Some women are paralyzed when it comes to dealing with their money, according to Molly Ward, a financial advisor who serves on the Elite Producer Group board at AXA Advisors.

The fear of dealing with their finances can make women, and even some men, make fatal financial mistakes, said Ward, who has built her Houston-based practice around helping high-net-worth women fulfill their financial potential.

“I see fatal mistakes that incredibly bright, hard-working and good-hearted women make with their finances. This is often especially true of single women, whether they are divorced, widowed or never married,” she told Financial Advisor magazine. “The biggest, most common pitfall is simply not dealing with their money at all. The fear and anxiety surrounding money for so many women can be paralyzing.”

Ward said she helps women develop a good relationship with their money.

“Whether they have a health crisis, a death or a divorce, women, and some men, can go through unnecessary suffering” trying to deal with their finances, she said. “The financial industry could do a better job of creating more friendly messaging” to relate to women.
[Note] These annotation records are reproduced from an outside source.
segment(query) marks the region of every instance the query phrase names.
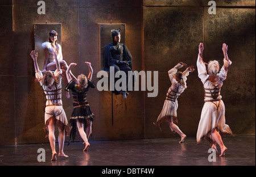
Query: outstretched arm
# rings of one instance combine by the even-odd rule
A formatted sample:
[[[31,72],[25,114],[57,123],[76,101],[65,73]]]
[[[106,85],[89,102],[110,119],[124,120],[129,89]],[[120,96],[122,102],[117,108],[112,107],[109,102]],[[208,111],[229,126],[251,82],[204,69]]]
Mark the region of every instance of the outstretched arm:
[[[192,65],[187,68],[186,70],[182,73],[182,74],[185,77],[187,77],[189,74],[189,72],[192,73],[193,71],[195,71],[195,68],[194,66]]]
[[[68,79],[68,83],[69,83],[70,81],[72,79],[71,78],[71,76],[70,75],[70,69],[71,69],[71,67],[73,66],[76,66],[76,63],[71,63],[69,66],[68,66],[68,69],[67,69],[67,71],[66,71],[67,79]],[[74,77],[74,81],[76,83],[78,83],[78,81],[77,81],[77,78],[75,77]]]
[[[207,79],[207,71],[205,65],[207,64],[203,60],[202,53],[204,50],[204,45],[200,43],[199,45],[199,54],[197,56],[197,61],[196,66],[197,66],[198,77],[201,79],[203,83]]]
[[[181,68],[182,67],[183,67],[183,66],[187,66],[186,64],[184,64],[182,62],[179,62],[177,65],[176,65],[175,66],[174,66],[173,68],[171,69],[168,71],[168,74],[169,75],[169,78],[171,80],[171,82],[175,80],[174,78],[174,74],[176,74],[176,73],[177,73],[177,71],[179,69]]]
[[[217,75],[222,81],[224,81],[226,78],[228,70],[232,62],[228,56],[228,45],[225,43],[222,44],[222,51],[224,55],[224,65]]]
[[[228,45],[225,43],[222,44],[222,51],[225,60],[226,60],[227,61],[229,61],[229,58],[228,56]]]
[[[93,73],[93,69],[92,69],[92,64],[90,62],[87,61],[85,61],[85,63],[87,64],[87,66],[88,66],[89,70],[90,70],[90,73],[89,73],[88,77],[87,78],[90,80],[92,80],[92,74]]]
[[[35,53],[35,50],[32,50],[31,53],[30,53],[30,56],[31,56],[32,58],[34,60],[34,66],[35,67],[35,71],[36,73],[38,73],[40,71],[39,68],[38,67],[38,52],[36,53]]]
[[[52,48],[53,50],[53,54],[54,54],[54,59],[55,60],[55,63],[56,63],[56,68],[57,69],[57,71],[59,72],[61,70],[61,68],[60,67],[60,62],[59,61],[59,60],[57,59],[57,52],[55,50],[54,48]]]

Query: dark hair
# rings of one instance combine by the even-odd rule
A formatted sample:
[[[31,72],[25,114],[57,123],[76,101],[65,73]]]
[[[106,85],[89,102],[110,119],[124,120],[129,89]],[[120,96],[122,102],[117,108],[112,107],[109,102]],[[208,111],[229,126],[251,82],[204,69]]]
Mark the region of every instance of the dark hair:
[[[49,32],[49,36],[57,36],[58,35],[58,33],[55,30],[52,30]],[[52,40],[49,37],[49,42],[52,43]]]
[[[178,78],[180,81],[180,83],[185,88],[187,88],[187,84],[185,81],[183,79],[183,74],[180,71],[177,71],[175,74],[175,77]]]
[[[49,43],[51,43],[52,40],[49,38],[49,36],[57,36],[58,35],[58,33],[55,30],[52,30],[49,32]],[[58,43],[57,43],[57,40],[55,41],[55,45],[57,49],[57,52],[59,52],[59,46]]]

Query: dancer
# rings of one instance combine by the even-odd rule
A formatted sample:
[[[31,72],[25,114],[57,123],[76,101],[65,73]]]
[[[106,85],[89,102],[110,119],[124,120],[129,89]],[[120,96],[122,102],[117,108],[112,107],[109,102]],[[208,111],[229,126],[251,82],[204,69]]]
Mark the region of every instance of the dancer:
[[[63,60],[62,56],[61,47],[57,42],[58,33],[55,30],[52,30],[49,33],[49,42],[44,42],[42,46],[44,49],[44,64],[42,73],[44,73],[47,70],[54,71],[56,70],[56,64],[55,60],[55,54],[53,50],[57,52],[57,58],[59,60],[63,73],[63,81],[65,86],[68,84],[67,77],[65,72],[68,69],[67,62]],[[72,77],[74,77],[72,73],[70,73]],[[69,92],[66,91],[66,96],[69,98]]]
[[[217,151],[216,142],[221,149],[220,157],[225,155],[228,149],[224,145],[219,132],[232,134],[229,125],[225,124],[225,105],[221,100],[221,88],[223,81],[226,79],[229,67],[232,63],[228,57],[228,45],[222,44],[224,55],[224,65],[220,73],[220,65],[216,60],[210,61],[208,64],[207,74],[205,64],[202,57],[204,45],[200,43],[197,66],[198,76],[203,82],[205,96],[204,107],[198,126],[196,140],[199,144],[204,138],[212,144],[212,148]]]
[[[112,30],[112,36],[113,42],[106,47],[106,51],[105,53],[105,62],[104,68],[106,71],[109,71],[110,67],[114,67],[114,73],[121,70],[125,72],[126,75],[126,88],[125,90],[121,90],[118,91],[114,89],[113,91],[115,95],[121,94],[125,99],[126,99],[129,95],[127,92],[127,87],[129,79],[133,79],[133,86],[134,85],[135,79],[134,76],[131,78],[128,77],[128,71],[132,71],[132,59],[131,53],[124,44],[120,43],[121,40],[121,29]],[[115,83],[118,78],[115,77]]]
[[[92,81],[93,70],[90,62],[85,62],[85,64],[87,64],[90,71],[88,77],[86,78],[85,75],[81,74],[77,77],[77,79],[75,77],[73,79],[72,79],[69,75],[70,69],[72,66],[76,66],[76,64],[71,63],[69,65],[66,72],[69,84],[65,88],[66,90],[68,89],[71,90],[74,99],[73,102],[74,109],[69,120],[72,126],[69,142],[71,137],[75,140],[76,127],[77,127],[79,134],[84,141],[83,144],[85,145],[84,151],[86,151],[90,146],[88,139],[92,131],[92,122],[94,117],[86,100],[86,95],[89,88],[95,87],[93,82]]]
[[[54,51],[54,50],[53,50]],[[68,122],[66,114],[62,107],[61,100],[61,73],[60,64],[56,56],[55,64],[56,70],[53,74],[51,71],[47,71],[44,74],[39,70],[37,62],[38,53],[35,50],[30,53],[34,60],[36,77],[43,87],[46,95],[46,104],[44,114],[44,130],[46,137],[48,136],[52,156],[51,161],[56,161],[56,152],[55,150],[55,125],[57,125],[59,129],[59,156],[68,157],[63,151],[65,134],[69,130]]]
[[[187,88],[187,77],[189,75],[189,72],[193,72],[195,70],[194,66],[191,66],[187,68],[183,73],[177,72],[177,70],[183,66],[187,66],[187,64],[180,62],[168,71],[172,85],[168,90],[163,109],[158,116],[156,123],[153,123],[155,125],[158,124],[161,129],[162,123],[164,121],[167,122],[171,130],[174,133],[177,132],[180,136],[181,139],[179,142],[180,143],[184,142],[186,135],[174,123],[177,123],[177,109],[178,102],[177,99]]]

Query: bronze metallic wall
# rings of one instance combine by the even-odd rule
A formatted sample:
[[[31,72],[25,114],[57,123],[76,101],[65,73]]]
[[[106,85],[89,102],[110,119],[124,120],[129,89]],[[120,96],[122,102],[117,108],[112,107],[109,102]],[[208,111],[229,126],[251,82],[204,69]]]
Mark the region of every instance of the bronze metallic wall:
[[[42,130],[45,96],[34,82],[29,54],[35,47],[34,24],[46,22],[61,24],[63,58],[68,64],[77,63],[72,70],[76,75],[88,74],[83,64],[90,61],[97,83],[98,24],[110,23],[126,24],[133,69],[159,72],[155,98],[148,98],[147,91],[133,91],[125,100],[120,95],[112,98],[110,91],[90,90],[88,99],[96,115],[90,140],[177,136],[166,125],[160,132],[152,122],[170,86],[167,72],[181,61],[196,66],[202,41],[206,61],[222,63],[221,45],[229,45],[233,64],[221,90],[226,123],[234,134],[255,133],[255,1],[216,1],[212,15],[205,0],[45,0],[45,15],[37,13],[38,1],[0,1],[0,145],[48,142]],[[195,136],[204,103],[196,70],[187,85],[179,98],[178,125],[187,136]],[[63,97],[68,117],[72,100]]]

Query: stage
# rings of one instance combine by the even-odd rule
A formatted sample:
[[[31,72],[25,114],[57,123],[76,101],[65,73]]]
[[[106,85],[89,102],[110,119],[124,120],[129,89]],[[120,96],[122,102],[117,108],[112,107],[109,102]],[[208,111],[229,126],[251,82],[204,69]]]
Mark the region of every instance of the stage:
[[[82,142],[65,144],[68,158],[57,157],[52,162],[49,144],[0,146],[0,166],[255,166],[255,135],[226,136],[223,141],[228,148],[225,156],[216,156],[209,162],[210,146],[203,141],[196,145],[195,137],[187,137],[183,144],[180,138],[89,141],[88,151]],[[56,151],[59,153],[56,143]],[[45,150],[46,162],[40,160]],[[41,158],[42,159],[42,158]]]

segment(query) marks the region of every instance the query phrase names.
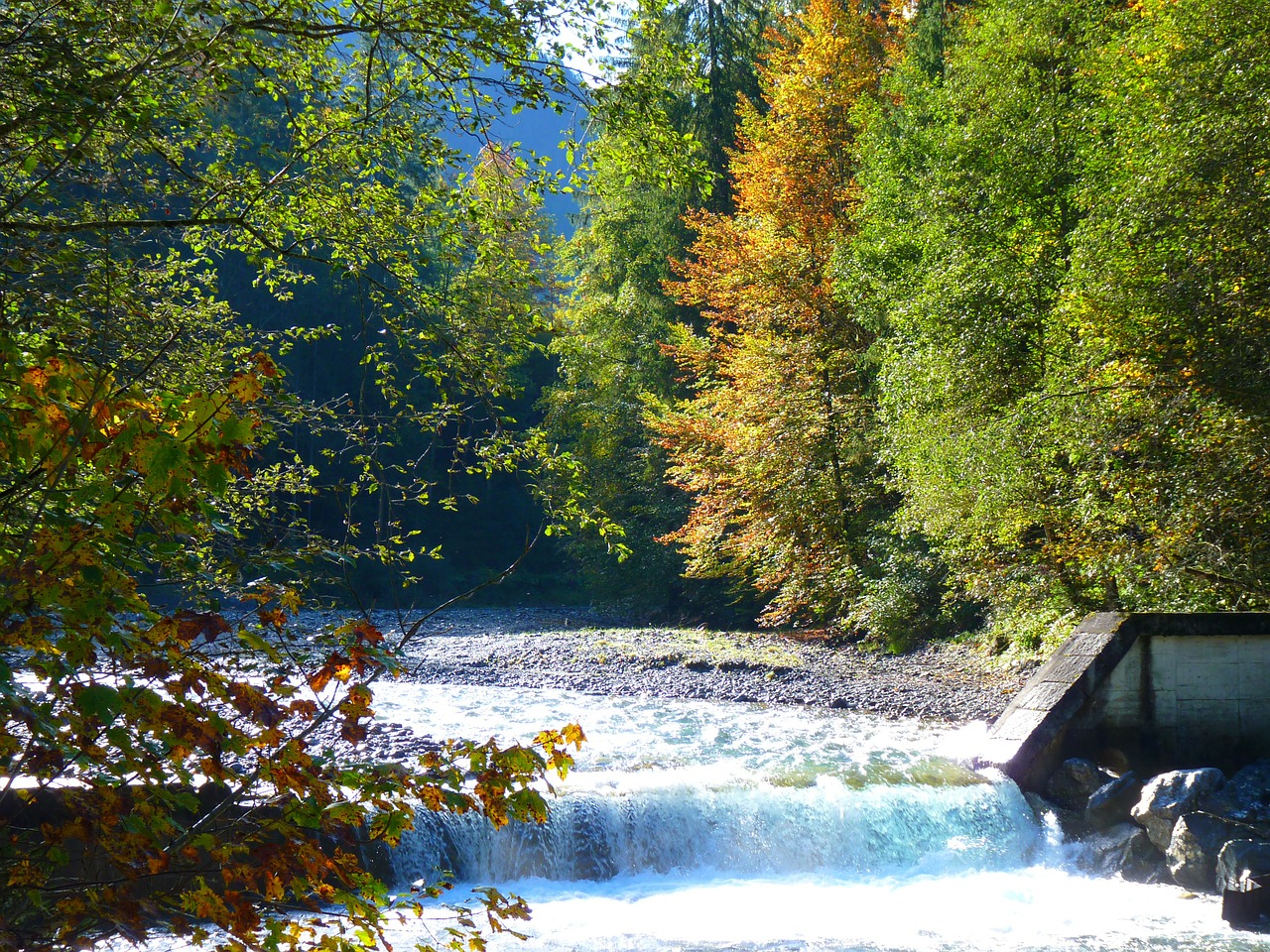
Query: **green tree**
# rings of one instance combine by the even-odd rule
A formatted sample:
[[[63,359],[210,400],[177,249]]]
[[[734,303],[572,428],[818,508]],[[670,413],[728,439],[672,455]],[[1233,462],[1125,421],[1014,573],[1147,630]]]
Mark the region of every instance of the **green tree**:
[[[450,434],[465,467],[530,471],[551,520],[591,518],[566,461],[504,410],[546,327],[532,203],[442,136],[484,141],[491,113],[565,90],[559,51],[538,46],[556,15],[0,11],[0,946],[81,947],[160,919],[253,948],[373,944],[385,894],[363,831],[395,842],[418,803],[542,815],[530,784],[568,768],[575,727],[403,768],[316,743],[321,725],[364,736],[401,645],[364,621],[295,632],[306,562],[409,562],[431,542],[311,533],[321,481],[286,440],[335,428],[348,495],[385,491],[395,476],[364,443],[391,416]],[[522,190],[541,187],[513,165]],[[352,359],[377,416],[287,396],[278,355],[325,331],[237,320],[218,288],[234,256],[281,300],[316,272],[361,287],[370,345]],[[400,476],[392,491],[442,501]],[[488,906],[495,928],[525,913],[497,892]]]
[[[839,274],[892,329],[904,524],[1029,647],[1095,608],[1252,604],[1264,381],[1237,355],[1264,305],[1208,302],[1264,274],[1260,34],[1203,3],[1041,0],[946,39],[942,69],[914,47],[889,81]]]
[[[674,135],[650,142],[643,123],[610,124],[588,143],[582,222],[563,263],[573,291],[551,344],[560,381],[544,397],[550,432],[624,526],[627,557],[616,564],[593,537],[570,548],[593,590],[649,613],[719,614],[726,600],[716,588],[686,584],[682,559],[654,541],[682,523],[687,498],[667,486],[665,454],[644,423],[649,400],[677,391],[664,343],[673,327],[700,322],[663,289],[690,241],[681,218],[701,202],[730,202],[724,150],[734,142],[738,91],[756,83],[765,8],[724,13],[712,0],[652,6],[632,23],[626,71],[610,94],[618,103],[655,96]]]
[[[753,584],[767,623],[843,617],[866,537],[885,518],[872,449],[872,335],[833,294],[831,263],[857,201],[856,105],[876,93],[886,27],[818,0],[782,22],[744,104],[737,211],[690,216],[672,287],[702,308],[679,330],[691,396],[655,409],[671,476],[693,508],[668,538],[705,578]]]

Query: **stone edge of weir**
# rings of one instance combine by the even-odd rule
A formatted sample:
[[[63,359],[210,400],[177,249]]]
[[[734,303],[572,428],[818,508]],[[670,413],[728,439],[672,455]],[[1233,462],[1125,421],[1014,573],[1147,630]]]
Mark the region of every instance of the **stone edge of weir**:
[[[992,725],[975,765],[1039,791],[1073,757],[1139,772],[1270,757],[1270,613],[1086,616]]]

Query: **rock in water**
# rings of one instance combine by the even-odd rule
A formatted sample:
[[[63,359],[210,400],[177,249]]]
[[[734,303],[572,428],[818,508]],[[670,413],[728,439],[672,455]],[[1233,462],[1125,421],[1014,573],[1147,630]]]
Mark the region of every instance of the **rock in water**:
[[[1132,823],[1116,824],[1085,840],[1088,850],[1078,861],[1083,869],[1100,876],[1119,873],[1130,882],[1158,882],[1163,878],[1163,857],[1147,831]]]
[[[1214,767],[1198,770],[1170,770],[1152,777],[1133,807],[1133,819],[1151,836],[1156,849],[1167,852],[1173,825],[1182,814],[1193,812],[1200,797],[1226,783],[1226,774]]]
[[[1045,796],[1064,810],[1083,810],[1090,795],[1110,779],[1111,774],[1092,760],[1073,757],[1050,776]]]
[[[1270,842],[1264,839],[1232,839],[1217,857],[1218,891],[1243,891],[1248,881],[1270,876]],[[1270,900],[1270,896],[1266,896]]]
[[[1270,843],[1234,839],[1217,858],[1222,918],[1236,929],[1264,930],[1270,916]]]
[[[1213,814],[1182,814],[1168,840],[1168,872],[1173,882],[1196,892],[1213,892],[1222,848],[1232,839],[1255,833],[1251,826]]]
[[[1104,783],[1090,795],[1085,805],[1085,823],[1095,830],[1106,830],[1126,821],[1129,811],[1142,798],[1142,781],[1133,773]]]
[[[1204,797],[1200,809],[1241,823],[1270,823],[1270,758],[1245,767]]]

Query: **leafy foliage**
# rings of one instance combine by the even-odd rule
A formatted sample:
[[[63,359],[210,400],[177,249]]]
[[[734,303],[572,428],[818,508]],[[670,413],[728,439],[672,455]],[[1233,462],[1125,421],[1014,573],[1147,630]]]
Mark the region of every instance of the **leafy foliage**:
[[[1203,0],[986,4],[890,80],[842,287],[893,329],[904,522],[1006,636],[1264,604],[1259,30]]]
[[[710,320],[676,329],[693,395],[655,410],[671,476],[693,498],[668,536],[688,571],[771,593],[768,623],[836,617],[860,593],[862,527],[884,506],[865,353],[829,264],[852,230],[855,108],[875,94],[886,27],[827,0],[782,22],[766,109],[740,108],[737,211],[697,212],[671,286]]]
[[[587,28],[594,9],[573,9]],[[528,473],[549,524],[602,520],[505,410],[547,327],[550,176],[446,137],[484,143],[499,110],[566,90],[538,46],[556,17],[0,11],[0,946],[164,919],[232,947],[363,947],[386,896],[358,838],[395,842],[419,803],[542,815],[535,784],[580,730],[356,763],[320,737],[364,736],[404,640],[366,622],[310,638],[292,616],[314,561],[432,551],[391,514],[357,534],[359,496],[447,500],[427,453],[378,452],[409,428],[450,467]],[[367,387],[288,396],[283,353],[338,329],[253,330],[222,297],[235,261],[281,301],[316,273],[356,286]],[[301,458],[298,429],[331,458]],[[315,498],[345,506],[344,538],[311,531]],[[523,914],[488,900],[491,924]]]
[[[551,343],[560,380],[544,396],[547,428],[583,467],[591,498],[622,524],[626,559],[615,565],[593,536],[570,550],[592,592],[644,613],[723,613],[721,593],[685,584],[679,556],[654,542],[682,522],[687,500],[663,480],[665,456],[644,410],[677,388],[663,341],[698,320],[662,283],[690,241],[685,211],[729,201],[723,150],[734,140],[737,90],[754,84],[766,18],[761,5],[714,0],[640,9],[608,96],[639,102],[652,86],[665,126],[611,121],[588,145],[593,171],[564,258],[573,291]],[[649,140],[658,128],[672,131],[668,141]]]

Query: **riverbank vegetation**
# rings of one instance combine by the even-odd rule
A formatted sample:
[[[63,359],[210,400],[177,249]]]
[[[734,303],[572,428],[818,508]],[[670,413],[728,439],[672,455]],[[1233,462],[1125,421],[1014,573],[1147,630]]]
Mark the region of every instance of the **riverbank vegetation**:
[[[719,204],[591,193],[551,391],[585,385],[589,420],[549,424],[627,538],[770,623],[1036,650],[1088,611],[1264,608],[1264,23],[1204,0],[779,19]],[[655,517],[631,459],[679,490]]]
[[[0,11],[0,946],[372,942],[372,811],[541,810],[574,729],[311,748],[400,647],[314,599],[1022,650],[1270,602],[1266,0],[629,13],[587,88],[545,3]],[[517,147],[579,108],[580,176]]]

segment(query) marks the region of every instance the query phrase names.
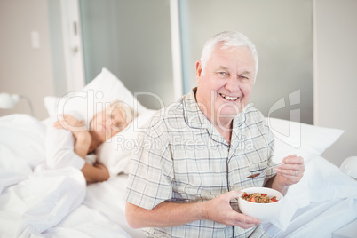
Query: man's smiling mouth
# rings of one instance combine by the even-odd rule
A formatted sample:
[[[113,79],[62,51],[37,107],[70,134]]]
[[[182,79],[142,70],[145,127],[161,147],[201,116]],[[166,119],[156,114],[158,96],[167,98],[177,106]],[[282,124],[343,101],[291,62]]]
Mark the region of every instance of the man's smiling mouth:
[[[225,98],[226,99],[229,100],[229,101],[235,101],[236,99],[238,99],[238,97],[230,97],[222,93],[219,93],[220,96],[222,96],[223,98]]]

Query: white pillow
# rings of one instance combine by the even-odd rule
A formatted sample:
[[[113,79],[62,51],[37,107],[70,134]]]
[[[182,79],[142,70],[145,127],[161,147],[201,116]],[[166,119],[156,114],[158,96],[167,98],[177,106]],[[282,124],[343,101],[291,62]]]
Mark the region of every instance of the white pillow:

Money and life are intertwined for everyone, she added.

“I have had clients come to me and ask if they are spending the right amount of money. One woman wanted to know if she should be an Old Navy shopper, a Nordstrom shopper or a Pink Elephant [a Houston boutique] shopper.”

Ward said guidance can help women develop a healthy relationship with their money to know how much they can and should spend and that topic opens up a conversation about all aspects of money.

“I have women clients who are concerned about a potential recession. They fear they can more easily lose their jobs during a recession or they may be afraid of investing,”

One of the mistakes women make is keeping too much money in cash or having too much tied up in a successful business. They also fail to look at other financial aspects of their lives outside of the investment portfolio.

If a client has too much money in cash, Ward said that she might advise her to do dollar-cost averaging so she is not investing everything at once.